The True History of Merlin the Magician
Anne Lawrence-Mathers
Yale University Press £25
(978-0-300-14489-5)
Church Times Bookshop £22.50 (Use code
CT517 )
UNRAVELLING the relationship between history and story is a hard
task at the best of times; when it comes to a character such as
Merlin, that task is further complicated by the difficulty, from
the 21st-century viewpoint, of closing the divide between
supernatural and natural, which was so much narrower 800 years
ago.
Anne Lawrence-Mathers acknowledges that medieval readers were
able to distinguish between the two sides of the divide: they did
not believe in the existence of Merlin because they were stupid or
credulous, but because theirs was a world with a history that had a
place for him, even as late as William Lilly's Merlinus
Anglicus of 1680. How, then, did this world operate, and what
was the space in it that had room for Merlin? Lawrence-Mathers
answers these questions, and, incidentally, teaches the reader much
about medieval history and medieval theories of astrology and
magic.
The chapters are thematic, including, for example, Merlin as
astrologer, magician, and - a late development - lover.
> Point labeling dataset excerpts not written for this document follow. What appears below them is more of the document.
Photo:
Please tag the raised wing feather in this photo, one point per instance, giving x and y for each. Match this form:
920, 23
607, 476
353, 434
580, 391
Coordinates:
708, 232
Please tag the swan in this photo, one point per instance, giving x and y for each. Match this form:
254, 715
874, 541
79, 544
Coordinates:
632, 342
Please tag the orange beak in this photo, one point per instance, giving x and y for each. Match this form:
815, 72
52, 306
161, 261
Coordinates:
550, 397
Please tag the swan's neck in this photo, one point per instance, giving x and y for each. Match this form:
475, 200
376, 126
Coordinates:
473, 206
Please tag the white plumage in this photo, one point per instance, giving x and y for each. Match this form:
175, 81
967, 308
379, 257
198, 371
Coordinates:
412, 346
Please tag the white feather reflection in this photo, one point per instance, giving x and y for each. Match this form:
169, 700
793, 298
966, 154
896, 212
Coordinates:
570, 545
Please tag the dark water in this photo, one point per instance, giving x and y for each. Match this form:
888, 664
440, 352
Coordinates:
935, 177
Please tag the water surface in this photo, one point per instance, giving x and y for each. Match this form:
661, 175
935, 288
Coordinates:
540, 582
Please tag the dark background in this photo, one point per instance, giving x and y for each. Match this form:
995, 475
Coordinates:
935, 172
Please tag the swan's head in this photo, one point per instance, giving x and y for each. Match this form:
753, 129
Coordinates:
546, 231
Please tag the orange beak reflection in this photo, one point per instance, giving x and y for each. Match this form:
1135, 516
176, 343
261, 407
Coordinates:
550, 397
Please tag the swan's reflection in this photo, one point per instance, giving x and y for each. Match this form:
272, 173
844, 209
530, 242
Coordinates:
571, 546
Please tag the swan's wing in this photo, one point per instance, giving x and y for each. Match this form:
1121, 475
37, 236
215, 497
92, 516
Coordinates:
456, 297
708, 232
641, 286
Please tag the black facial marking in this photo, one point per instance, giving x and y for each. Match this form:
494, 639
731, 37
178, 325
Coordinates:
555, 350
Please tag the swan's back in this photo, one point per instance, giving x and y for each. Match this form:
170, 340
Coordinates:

Lawrence-Mathers is particularly effective when describing the
powerful combination of reality and danger which accompanied him,
even at a time when he was believed to be a genuine historical
figure.
In passing (it is perhaps something that could have been
enlarged on), she associates him with the classic
scholar-astrologer-magician group of which Pope Sylvester and
Michael Scot were also members, they themselves eventually
occupying a space in folklore as well as in reality. Merlin moved
in the other direction, from Geoffrey of Monmouth's Historia
Regum Britanniae to the Arthurian romances of Chrétien de
Troyes.
The book is written in an astringent, witty style, and is a
stimulating and informative read without being too abstruse. So
large is the collation of facts about Merlin and his history that
some points, inevitably, are made more than once, but this does not
detract from the book overall.
Perhaps the illustrations could be crisper: medieval
illuminations are remarkably uninteresting in monochrome. The
reproduction of a Julia Margaret Cameron photograph, however,
comes out very well.
Jane Stemp is librarian of the historic collections of the
Institute of Naval Medicine, and a children's author.